Cooper Lake is a sleeper when it comes to stripers

10:41 PM CDT on Saturday, June 7, 2008

By RAY SASSER / The Dallas Morning News
rsasser@dallasnews.com

COOPER, Texas – A persistent south wind roiled the already murky waters of Cooper Lake. Sulphur Springs fishing guide Tony Parker wasn't concerned about the 20 mph wind, and he's learned to live with the lake's off-colored water.

Parker cut his outboard engine and drifted over a submerged hump in the middle of the choppy lake. His sonar lit up like an Etch-A-Sketch gone crazy, the squiggly lines sketching big schools of shad interspersed with bigger, hook-shaped marks that could only be game fish.

The guide heaved a long cast with his favorite lure, a four-inch chartreuse Sassy Shad rigged on a three-quarter-ounce lead head. He let the lure sink to the bottom, then started reeling it slowly but steadily back. Parker's rod heeled over and he was fast to the first fish of the day.

"It feels like an average Cooper Lake hybrid striped bass," Parker said. He was right. The fish was a chunky four-pounder with a fight so dogged it could have done well fighting out of its weight class.

Parker knows something about these fish. He and his clients have caught thousands of them since last summer and they've basically had the 19,000-acre lake to themselves. On the weekday that we fished, there were two other boats in sight, both of them operated by Parker's buddies.

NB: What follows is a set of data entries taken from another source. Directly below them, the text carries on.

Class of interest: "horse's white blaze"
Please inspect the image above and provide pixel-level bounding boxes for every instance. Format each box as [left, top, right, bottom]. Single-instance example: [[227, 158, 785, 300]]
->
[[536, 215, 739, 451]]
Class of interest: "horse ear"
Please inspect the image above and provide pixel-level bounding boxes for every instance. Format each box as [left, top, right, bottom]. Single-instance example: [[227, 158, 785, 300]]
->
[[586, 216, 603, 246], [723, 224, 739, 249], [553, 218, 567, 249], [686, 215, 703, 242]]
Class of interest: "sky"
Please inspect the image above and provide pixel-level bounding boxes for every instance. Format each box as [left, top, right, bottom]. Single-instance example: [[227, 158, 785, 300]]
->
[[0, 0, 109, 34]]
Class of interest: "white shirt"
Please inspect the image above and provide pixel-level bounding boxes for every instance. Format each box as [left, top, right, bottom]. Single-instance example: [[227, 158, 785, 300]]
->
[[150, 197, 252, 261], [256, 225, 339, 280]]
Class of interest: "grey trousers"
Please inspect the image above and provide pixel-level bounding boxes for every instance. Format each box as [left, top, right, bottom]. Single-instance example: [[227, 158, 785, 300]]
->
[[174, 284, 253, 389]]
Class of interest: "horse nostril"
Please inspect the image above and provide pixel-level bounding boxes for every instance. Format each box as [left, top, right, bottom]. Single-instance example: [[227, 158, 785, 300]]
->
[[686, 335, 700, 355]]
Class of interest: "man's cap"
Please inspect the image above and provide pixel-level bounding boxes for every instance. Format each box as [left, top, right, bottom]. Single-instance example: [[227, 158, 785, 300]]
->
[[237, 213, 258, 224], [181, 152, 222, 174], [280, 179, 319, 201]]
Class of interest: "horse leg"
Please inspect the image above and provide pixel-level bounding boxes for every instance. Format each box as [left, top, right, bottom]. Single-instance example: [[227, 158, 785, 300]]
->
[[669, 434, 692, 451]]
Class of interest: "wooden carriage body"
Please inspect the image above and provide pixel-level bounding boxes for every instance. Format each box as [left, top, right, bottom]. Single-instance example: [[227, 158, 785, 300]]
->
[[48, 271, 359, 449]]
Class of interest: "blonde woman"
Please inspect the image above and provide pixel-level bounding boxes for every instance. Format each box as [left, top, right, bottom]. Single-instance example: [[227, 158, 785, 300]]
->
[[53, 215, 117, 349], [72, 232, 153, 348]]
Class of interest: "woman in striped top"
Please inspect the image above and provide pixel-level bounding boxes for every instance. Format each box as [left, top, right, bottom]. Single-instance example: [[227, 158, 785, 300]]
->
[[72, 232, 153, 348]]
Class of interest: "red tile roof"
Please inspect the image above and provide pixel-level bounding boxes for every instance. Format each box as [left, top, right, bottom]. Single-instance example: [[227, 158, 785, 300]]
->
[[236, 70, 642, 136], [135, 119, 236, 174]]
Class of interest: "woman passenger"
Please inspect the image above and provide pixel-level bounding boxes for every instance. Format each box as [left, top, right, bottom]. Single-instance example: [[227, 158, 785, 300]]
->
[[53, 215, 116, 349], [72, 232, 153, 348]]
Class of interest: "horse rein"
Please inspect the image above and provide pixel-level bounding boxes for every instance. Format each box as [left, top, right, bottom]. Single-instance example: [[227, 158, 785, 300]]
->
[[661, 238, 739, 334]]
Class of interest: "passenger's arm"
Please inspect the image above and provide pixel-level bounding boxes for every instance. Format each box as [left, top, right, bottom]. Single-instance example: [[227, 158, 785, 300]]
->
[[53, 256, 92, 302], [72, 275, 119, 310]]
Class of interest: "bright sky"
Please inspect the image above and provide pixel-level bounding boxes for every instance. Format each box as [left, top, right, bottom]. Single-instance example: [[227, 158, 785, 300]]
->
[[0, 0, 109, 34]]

When the fish stopped biting after about three hours, we'd put about 40 of them aboard, which Parker proclaimed to be an average day at Cooper. Two days before, he and a client had boated 80 hybrids. Parker's best day on the lake occurred last summer and produced 150 fish.

Parker is a fishing guide who learned his trade at Lake Tawakoni and Lake Fork. He's given up bass fishing at Fork but still fishes at Tawakoni, one of the fishiest lakes in northeast Texas.

"Tawakoni is a great fishing lake where you can catch striped bass mixed with hybrids and sand bass," said Parker. "Cooper is a sleeper that may be the best hybrid striper lake in Texas – at least for numbers of fish."

So why the lack of fishing pressure? Cooper is located about 90 miles east of downtown Dallas. The most direct route from Dallas is through Commerce. Cooper has a history of fluctuating water levels that's undoubtedly hurt its appeal as a fishing lake. During the 2006 drought, the lake level was 18 feet low and boat ramps were unusable.

Parker thinks local anglers have not figured out how to catch the hybrids, and visitors to the excellent Cooper Lake State Park may not know about the fish. Parker said most of the fishermen he sees in the open portion of the lake seem to be fishing for sand bass. They catch some big ones. The lake record for sandies is 3.22 pounds.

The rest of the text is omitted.